A radio message Tuesday from a friend and fellow pilot shocked Owen Leipelt as the two flew along the California coast near Half Moon Bay to shoot some video, KNTV reported.
“Your heart sinks when you hear, ‘Mayday, I have no power,’” Leipelt said, according to the station. Then the other plane, piloted by David Lesh of Denver, went down in the ocean.
The Federal Aviation Administration says the single-engine Beechcraft Bonanza propeller plane crashed in the Pacific Ocean about 5:50 p.m., The San Francisco Chronicle reported. Lesh and a passenger were unhurt.
On Tuesday, however, Lesh denied suggestions the crash may have been a stunt to promote a video shot afterward of himself and a passenger floating in the ocean awaiting rescue.
“I’ve heard some rumors,” said Lesh, KPIX reported. “I’ve heard that I did this as a publicity stunt…No, it’s not true, for many reasons. One, I just bought this brand new airplane. It was my pride and joy on its first maiden voyage. I put a ton of money into it in the last 2 1/2 months making it exactly the airplane that I wanted. It’s actually insured for less than the actual value of the plane.”
Lesh said he’s trying to sell his old plane and would have used that one had he planned to crash as a stunt, according to the station. But Lesh conceded that he promotes daredevil videos on social media.
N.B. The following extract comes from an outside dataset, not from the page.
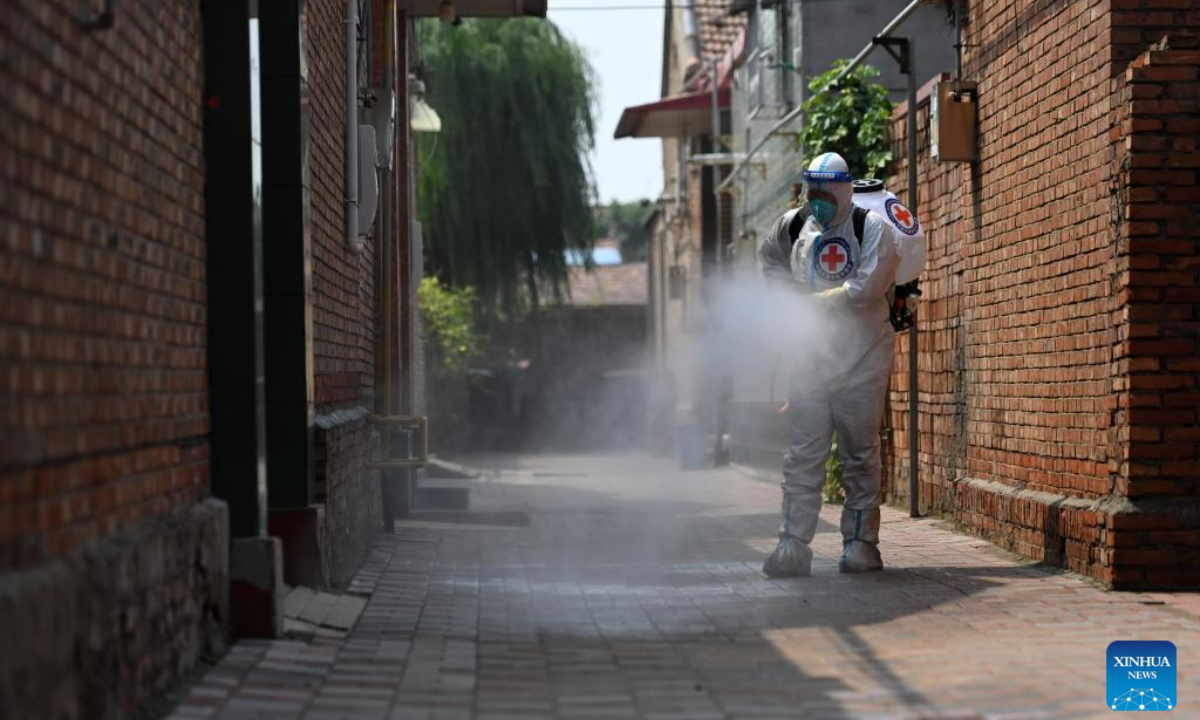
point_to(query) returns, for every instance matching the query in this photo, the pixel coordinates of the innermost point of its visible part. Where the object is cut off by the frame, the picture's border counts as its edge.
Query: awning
(477, 9)
(689, 114)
“I definitely have a daredevil image,” he said, KPIX reported. “Most of that is a lot more calculated than people realize.”
Lesh said he and his passenger escaped injury and fled the downed plane without trouble because he was able to bring it down safely, KGO reported.
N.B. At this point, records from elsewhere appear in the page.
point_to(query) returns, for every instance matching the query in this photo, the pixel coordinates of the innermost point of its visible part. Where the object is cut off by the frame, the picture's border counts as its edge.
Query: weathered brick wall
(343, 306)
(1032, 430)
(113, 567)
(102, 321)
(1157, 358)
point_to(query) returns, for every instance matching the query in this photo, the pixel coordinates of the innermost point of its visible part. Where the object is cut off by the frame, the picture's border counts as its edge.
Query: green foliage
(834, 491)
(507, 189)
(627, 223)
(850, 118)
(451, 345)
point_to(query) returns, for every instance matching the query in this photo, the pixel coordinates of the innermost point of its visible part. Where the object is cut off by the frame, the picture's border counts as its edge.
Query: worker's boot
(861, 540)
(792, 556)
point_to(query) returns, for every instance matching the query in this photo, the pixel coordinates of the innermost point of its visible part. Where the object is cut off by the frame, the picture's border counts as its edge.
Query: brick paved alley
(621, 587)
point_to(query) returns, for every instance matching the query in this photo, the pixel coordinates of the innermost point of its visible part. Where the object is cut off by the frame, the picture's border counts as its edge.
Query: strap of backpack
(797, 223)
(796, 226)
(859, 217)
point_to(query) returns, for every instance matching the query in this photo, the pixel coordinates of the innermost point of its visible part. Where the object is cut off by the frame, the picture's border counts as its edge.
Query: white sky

“It skipped along the water a few times,” Lesh said, KGO reported. “There was, like, no impact. We were totally fine.”
Lesh and his passenger climbed out onto the wing until the plane sank, then floated in the ocean and shot some video while awaiting rescue, according to the station.
“So we’re out here in the Pacific Ocean floating around,” Lesh says in the video, describing how they’re using seat cushions and window shades as flotation devices. “Water’s a little bit cold, but we’re all right.”
“Hopefully someone comes (and) picks us up soon,” Lesh continues. The video then cuts to a Coast Guard helicopter coming to their rescue and winching them up to safety.
Leipelt had notified authorities immediately after Lesh’s plane hit the water, The San Francisco Chronicle reported.
The Coast Guard helicopter had been training nearby and responded quickly to the crash, KNTV reported.
Lesh and his passenger suffered only some jellyfish stings, according to the station.